I was getting sorer by the day, and I couldn’t take it anymore. My body was breaking. My spirit was already shattered.
I would sell my future for a few creature comforts, and it would be worth it. The humiliation of crawling back to my family after failing to make it on my own wasn’t as bad as the humiliation of being invisible and broken and alone.
The fact that I was disappointed that Vaughn hadn’t come in for lunch just proved how low I’d fallen.
Those were the scraps I was clinging to in my attempt to survive on my own.
A few moments of kindness from Deena, a woman I hardly knew, and the contrived attention of a good-looking customer at work.
Pathetic.
Prostrating myself on the floor in front of my parents would be no worse than this .
My jacket was still damp with melted snow, and I shoved my arms through it as I exited the supply closet. I turned for the elevator—and saw a light on at the end of the hall.

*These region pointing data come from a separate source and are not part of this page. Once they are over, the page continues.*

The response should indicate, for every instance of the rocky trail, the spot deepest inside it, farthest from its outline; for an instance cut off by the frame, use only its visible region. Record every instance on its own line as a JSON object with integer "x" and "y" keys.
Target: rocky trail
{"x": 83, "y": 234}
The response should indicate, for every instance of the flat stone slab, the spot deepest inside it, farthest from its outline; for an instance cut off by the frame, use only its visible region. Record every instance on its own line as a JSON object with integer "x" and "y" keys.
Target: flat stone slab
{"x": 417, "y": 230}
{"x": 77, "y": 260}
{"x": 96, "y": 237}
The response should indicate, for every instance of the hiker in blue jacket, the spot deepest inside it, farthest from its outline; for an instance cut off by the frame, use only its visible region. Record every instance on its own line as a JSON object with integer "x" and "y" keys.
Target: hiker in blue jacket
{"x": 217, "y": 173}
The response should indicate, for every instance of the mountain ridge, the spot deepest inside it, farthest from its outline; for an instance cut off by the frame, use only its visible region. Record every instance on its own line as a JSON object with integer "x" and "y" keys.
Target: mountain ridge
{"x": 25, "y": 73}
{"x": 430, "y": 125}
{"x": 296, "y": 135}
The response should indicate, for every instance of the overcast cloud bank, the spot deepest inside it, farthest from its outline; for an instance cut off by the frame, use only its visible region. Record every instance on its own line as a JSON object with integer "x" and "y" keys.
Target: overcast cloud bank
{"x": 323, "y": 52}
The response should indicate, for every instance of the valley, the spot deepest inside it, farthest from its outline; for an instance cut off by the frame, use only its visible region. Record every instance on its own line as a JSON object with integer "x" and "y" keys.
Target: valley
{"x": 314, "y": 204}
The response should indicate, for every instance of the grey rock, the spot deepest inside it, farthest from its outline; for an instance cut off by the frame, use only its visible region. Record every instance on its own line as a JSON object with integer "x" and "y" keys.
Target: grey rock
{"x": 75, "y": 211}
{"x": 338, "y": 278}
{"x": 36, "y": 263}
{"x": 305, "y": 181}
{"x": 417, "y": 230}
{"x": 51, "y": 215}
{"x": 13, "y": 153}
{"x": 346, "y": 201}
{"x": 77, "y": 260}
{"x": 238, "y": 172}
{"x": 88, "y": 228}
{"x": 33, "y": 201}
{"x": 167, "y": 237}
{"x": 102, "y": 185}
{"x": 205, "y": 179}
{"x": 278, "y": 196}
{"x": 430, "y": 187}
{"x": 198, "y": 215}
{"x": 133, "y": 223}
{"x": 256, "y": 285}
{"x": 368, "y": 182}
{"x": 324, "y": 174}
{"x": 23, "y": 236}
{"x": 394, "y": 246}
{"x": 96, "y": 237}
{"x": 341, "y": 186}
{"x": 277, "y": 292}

It wasn’t the overhead lighting, but it still shone from the interior windows like a beacon.
Mr. Big Shot didn’t care about power bills. Of course he didn’t. Why would he?
The ball of humiliation and defeat in my gut suddenly felt like lead. It weighed me down—and made me angry. I’d never come back here again, so I had nothing to lose. I marched down the hall, mentally composing the note that I’d leave on Big Shot’s desk.
Asshole , I’d write. Tell your staff to clean up after themselves. Picking noodles out of carpet fibers isn’t part of my job description. Enjoy the stale smells of rotting food, you inconsiderate fuck.
Never mind that picking noodles out of carpet fibers probably was part of the job description. It was just rude, and I was done.
Stomping down the hallway, I huffed. I needed an outlet for my rage. I needed to scream into the void, to tell someone that they were wrong, damn it. That this wasn’t fair. That life sucked .
The light spilled out from his office’s glass wall, and I sped up. His door was closed, which wasn’t unusual, but it did slow me down slightly. The handle was cool as I slipped my fingers over it, the door a solid weight as I shoved my shoulder against it.
I was halfway across the room—my mental note having tripled in length and increased in vitriol—when I noticed the body behind the desk.
The only light in the room was the screen in front of his face.
I froze. He looked up from his computer. It took me a second to understand. My pulse sped up and slowed down. My emotions reeled, my vision going fuzzy at the edges.
“Alba?” Vaughn asked, brows drawing together.
Reality came into sharp focus. “What the hell are you doing here?” I demanded.
Vaughn looked at me like I had three heads. “This is my office. What the hell are you doing here?”
“This isn’t your office. This is Big Shot Asshole’s office.”
“‘Big Shot Asshole?’”
I clamped my mouth shut as logic pierced through the haze of rage that had obscured my thoughts. Oh. Oh .
Vaughn stared, the blue glow from his screen giving his skin an eerie pallor. Without a word, he stood up and began circling his desk.
I sipped in breaths through my constricted throat and whirled for the door.
His fingers closed on my wrist, and he tugged me back and kept me from escaping.
I spun and crashed against him, my fingers curling into the luxurious fabric of his partially unbuttoned shirt.
This one was navy; he must have bought multiples.
His free arm clamped around my waist, and we stood there, staring at each other, saying nothing.
His body was a warm wall, and I fought the urge to melt into it. I stood there trembling like a trapped bird, saying nothing.
He was the first to break the silence. “I know who you are.”
My body locked up. I stared at the weave of his shirt on his shoulder as emotions slammed into me, incomprehensible in their intensity. Everything I’d felt thirty seconds ago was still there, but now I was also afraid. And mortified.